Mr Gleeson is entitled to a sentencing discount because he pleaded guilty to the two charges.  He pleaded guilty at a very late stage, when the Court was ready to empanel a jury for his trial, and the jury panel were in attendance.  However he saved the cost and inconvenience of a trial.  I also see it as significant that this case resolved as a result of last minute preparations by the State. On the day before the trial was originally due to start, defence counsel was provided with a statement from an eye witness who had not previously been willing to co-operate.  As a result of Mr Gleeson learning of the evidence that that witness was expected to give, his counsel took appropriate steps and the result was a change of plea. In those circumstances, I think a sentencing reduction of the order of 15% is appropriate.

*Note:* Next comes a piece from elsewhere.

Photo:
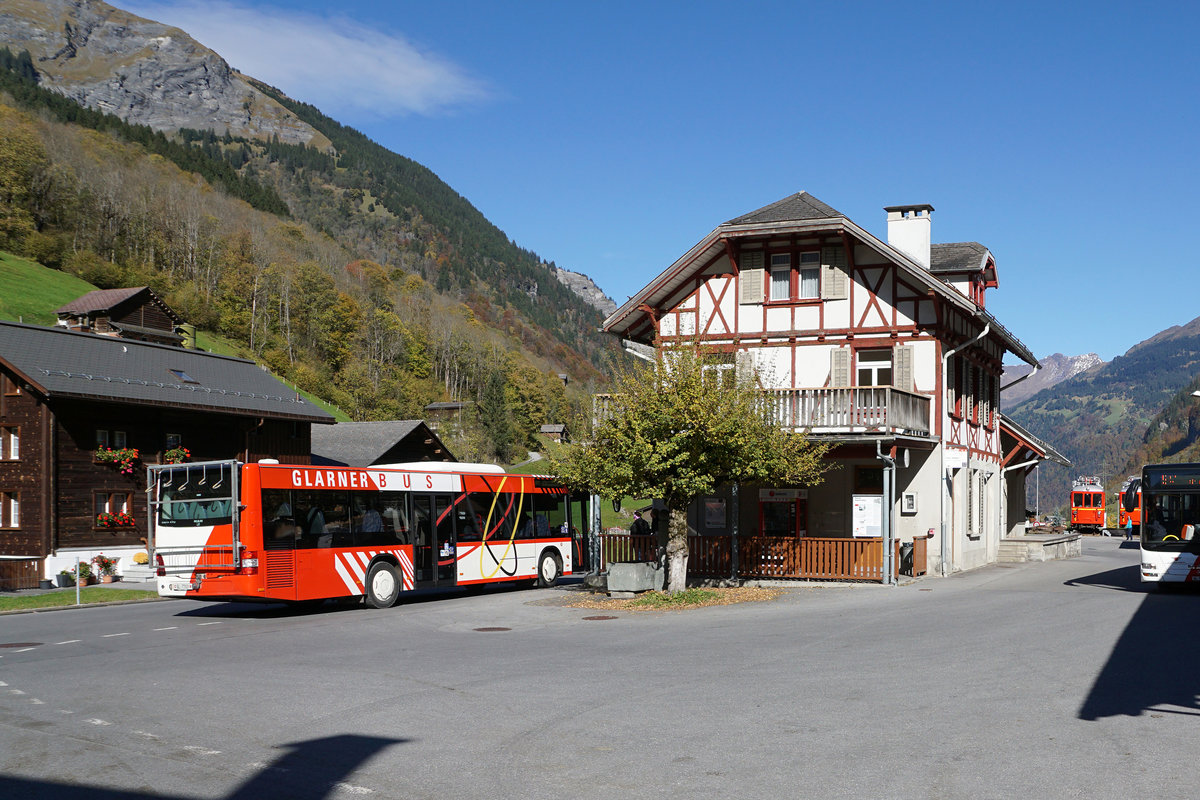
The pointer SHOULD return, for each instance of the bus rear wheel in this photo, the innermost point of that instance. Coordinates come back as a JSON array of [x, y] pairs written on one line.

I think it is fair to say that the number and range of offences that Mr Gleeson committed when he was on bail last year indicate that his partner might not be immediately successful in her efforts to rehabilitate him once he is next released from prison.  However, because of the possibility of reform, and because of the amount of time Mr Gleeson has spent in custody on other matters since the shooting incident, I will impose the shortest possible non-parole period, and leave it to the Parole Board to decide when it is appropriate to release him.

I have to sentence Mr Gleeson for crimes that were impulsive, but which involved him recklessly discharging a shotgun into a house where there was some risk that someone could have been shot.  The only appropriate penalty is a significant sentence of imprisonment.

Beven John Gleeson, I convict you and sentence you to 23 months’ imprisonment with effect from 6 April 2019.  You will not be eligible for parole until you have served 11½ months of this sentence.